Stormwater Engineering Projects

Picture of Big Tujunga Wash Mitigation Area



Please be aware that maintenance activities will be conducted throughout the Big Tujunga Wash Mitigation Area (Mitigation Area) through December 2021. Work crews will be present on site to conduct invasive plant removal (using mechanical removal methods such as hand-pulling, digging, and weed-whacking), trails clearing and care, and monthly invasive wildlife maintenance to protect native habitat that supports sensitive, threatened, and endangered species on site.

While working, crews will be practicing social distancing and wearing face coverings when in close proximity to others per LA County Health Officer's advice on Covid-19 precautions. Vegetation trimming and removal will continue as necessary in the southern portions of the Mitigation Area to improve public safety and reduce the probability of loss of adjacent structures from potential fires.

Crews will also respond, as needed, to any trail issues that may arise. Crews generally will work between 7 a.m. and 4 p.m., Monday through Friday. No work will be conducted on the weekends. This work is being performed by Chambers Group, an environmental consulting firm, under supervision of Los Angeles County Public Works (Public Works).

Please be aware that planned maintenance activities at the Tujunga Ponds may involve the use of small (non-mechanized) boats, fishing nets, rods and reels and other equipment that is not authorized for public use within the Mitigation Area. This equipment is authorized by Public Works to help facilitate specific maintenance tasks. Crews will also conduct invasive wildlife maintenance within Haines Canyon Creek. If you are uncertain whether observed activities in the Creek or Ponds are authorized maintenance, please contact Public Works. No fishing, swimming, wading, damming of the Creek or other disturbances are permitted in the Mitigation Area.

Trapping of the parasitic brown-headed cowbird will be conducted between April and end of June. During this period, you may see the brown-headed cowbird traps onsite. Please, do not approach or tamper with the traps. The traps are serviced daily to provide fresh food and water to any birds inside, and to perform maintenance on the traps, as needed.

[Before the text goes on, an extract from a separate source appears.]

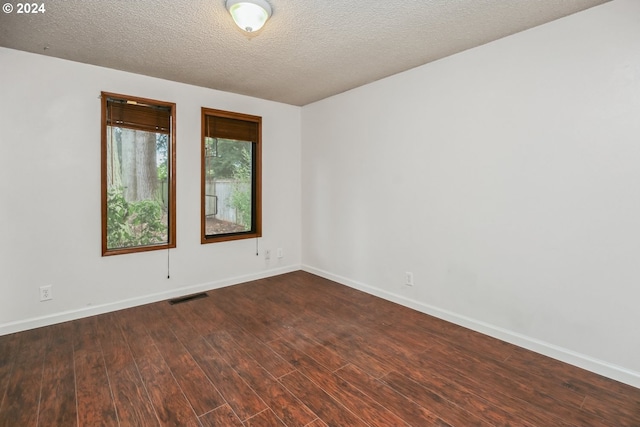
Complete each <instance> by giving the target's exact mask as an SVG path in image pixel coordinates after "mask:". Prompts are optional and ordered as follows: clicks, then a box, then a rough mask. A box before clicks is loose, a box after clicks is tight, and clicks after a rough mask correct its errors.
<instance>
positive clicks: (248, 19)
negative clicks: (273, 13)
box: [227, 0, 271, 33]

Brown-headed cowbird trapping is critical to help protect sensitive songbird species such as the least Bell’s vireo.

Least Bell’s vireos, a state- and federally-listed endangered species, were observed nesting in the Mitigation Area in 2020; this is the first time least Bell’s vireos have been documented onsite since the inception of the Mitigation Area. Please help protect the least Bell’s vireo and other sensitive species by staying on authorized trails and keeping companion animals leashed so that they do not wander into habitat areas where birds may be nesting.

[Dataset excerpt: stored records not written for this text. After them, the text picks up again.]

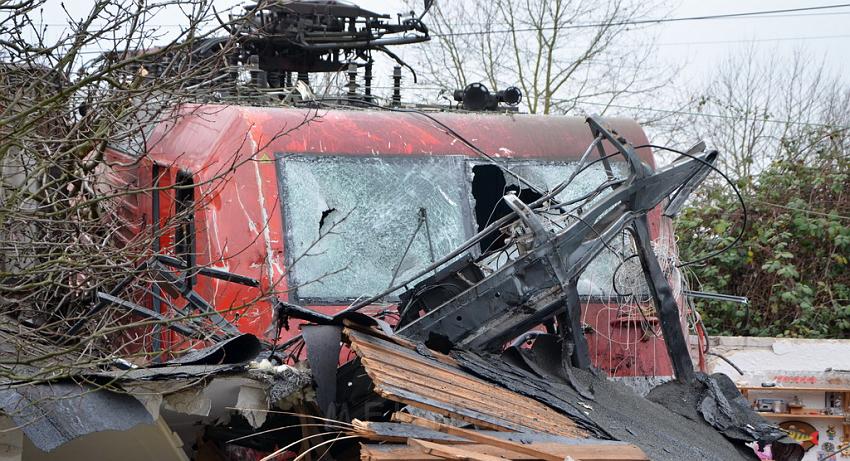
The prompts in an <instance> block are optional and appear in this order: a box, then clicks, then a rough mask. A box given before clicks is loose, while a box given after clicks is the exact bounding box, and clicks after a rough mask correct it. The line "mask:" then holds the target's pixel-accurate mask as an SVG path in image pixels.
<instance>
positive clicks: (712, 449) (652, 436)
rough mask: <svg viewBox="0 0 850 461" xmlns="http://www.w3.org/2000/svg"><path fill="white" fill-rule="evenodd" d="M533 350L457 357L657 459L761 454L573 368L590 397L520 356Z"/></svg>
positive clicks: (564, 380) (530, 356)
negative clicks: (590, 391) (518, 359)
mask: <svg viewBox="0 0 850 461" xmlns="http://www.w3.org/2000/svg"><path fill="white" fill-rule="evenodd" d="M529 354H531V352H530V351H527V350H515V351H514V354H513V355H511V354H508V355H506V356H505V357H504V358H500V357H498V356H493V355H487V354H477V353H473V352H468V351H455V352H454V353H453V354H452V357H453V358H454V359H455V360H457V362H458V365H459V366H460V367H461V368H462V369H464V370H466V371H468V372H470V373H472V374H473V375H476V376H479V377H481V378H483V379H485V380H488V381H490V382H493V383H497V384H499V385H501V386H504V387H505V388H507V389H510V390H512V391H514V392H517V393H519V394H522V395H526V396H528V397H531V398H533V399H535V400H537V401H540V402H543V403H545V404H546V405H548V406H550V407H551V408H555V409H557V410H559V411H561V412H563V413H564V414H567V415H568V416H570V417H571V418H572V419H574V420H575V421H576V423H577V424H579V425H580V426H582V427H585V428H586V429H587V430H588V431H590V432H591V433H592V434H594V435H595V436H596V437H599V438H613V439H615V440H620V441H623V442H629V443H633V444H635V445H637V446H639V447H640V448H641V449H643V451H644V452H645V453H646V454H647V455H648V456H649V458H650V459H652V460H653V461H681V460H686V459H687V460H690V459H699V460H711V461H755V460H756V457H755V455H754V453H753V452H752V450H751V449H749V448H747V447H745V446H744V444H743V443H741V442H738V443H735V442H733V441H730V440H729V439H728V438H726V437H724V436H723V434H721V433H720V432H718V431H717V430H716V429H715V428H714V427H712V426H710V425H709V424H708V423H706V422H705V421H704V420H702V418H697V419H692V418H688V417H686V416H683V415H680V414H677V413H676V412H674V411H671V410H669V409H667V408H665V407H664V406H662V405H659V404H658V403H655V402H652V401H650V400H648V399H646V398H643V397H641V396H639V395H638V394H637V393H635V392H634V391H632V390H631V389H630V388H628V387H627V386H626V385H624V384H622V383H617V382H614V381H611V380H609V379H608V378H606V377H605V376H603V375H599V374H596V373H593V372H589V371H585V370H580V369H573V370H572V376H573V379H574V380H576V381H577V382H578V383H579V384H580V385H581V387H583V388H585V389H589V390H591V392H592V393H593V397H594V398H593V400H589V399H586V398H585V397H583V396H582V395H581V394H579V392H578V391H576V390H575V388H573V386H572V385H571V384H570V382H569V381H567V380H565V379H563V378H560V377H558V376H554V375H550V374H548V373H545V371H544V370H545V367H536V368H530V367H528V366H527V364H526V363H524V362H525V360H518V359H519V356H521V355H522V356H527V357H524V359H526V360H529V361H536V360H535V358H534V357H533V355H530V356H528V355H529ZM541 373H543V374H541Z"/></svg>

There are bilingual Chambers Group biologists onsite during peak-use weekends this summer. Onsite biologists are happy to provide educational information and answer questions about the Mitigation Area while maintaining appropriate social distance and wearing masks. The onsite biologists value user ideas, concerns, and feedback and would love to hear from you!

Please be watchful when riding horses or hiking in the vicinity where maintenance crews are working. Crews will be cautious when equestrian riders or hikers are nearby, but it is best to avoid active work areas whenever possible. If you do come upon a crew, please call out to them if they do not see you so they can stop their equipment and allow you to pass by safely.

The 15th Annual Trails Cleanup Day is tentatively planned to occur in October.

The Community Action Committee (CAC) meeting is tentatively planned for the end of July 2021 and is anticipated to be held virtually. Further details will be posted and distributed when available.

Experts at Chambers Group monitor all maintenance activities to ensure that sensitive biological resources are not negatively impacted during maintenance activities. If you have any questions regarding planned maintenance activities, please contact Public Works at


The Big Tujunga Wash Mitigation Area was purchased by the Los Angeles County Flood Control District in 1998 to compensate for habitat loss from other projects. The site encompasses approximately 210 acres of land located in the City of Los Angeles-Sunland area.

For nearly two decades the Mitigation Area's native alluvial scrub, cottonwood-willow riparian, and oak-sycamore woodland plant communities accommodated miles of winding equestrian and hiking trails and provided suitable or potential habitat for a number of endangered, threatened, and sensitive plant and wildlife species including Davidson's bushmallow, Plummer's mariposa lily, slender-horned spineflower, San Diego horned lizard, black-crowned night heron, great blue heron, Cooper's hawk, loggerhead shrike, southwestern willow flycatcher, least Bell's vireo, and Santa Ana sucker.

In December of 2017, the Creek Fire burned through the Mitigation Area, leaving these plant communities severely fire-damaged or destroyed. While goals for the Mitigation Area ultimately remain the same, the plans to reach those goals were revised in 2018, shifting from a highly maintenance-based approach to one of restoration and maintenance.

The Creek Fire, while devastating to the Mitigation Area, has provided a wealth of opportunity to reestablish trails and restore habitat function that is essential for sensitive wildlife species to thrive. During the Mitigation Area's recovery process, implementation efforts will focus heavily on invasive plant and wildlife removal in order to support the return of native habitat and wildlife to the Mitigation Area.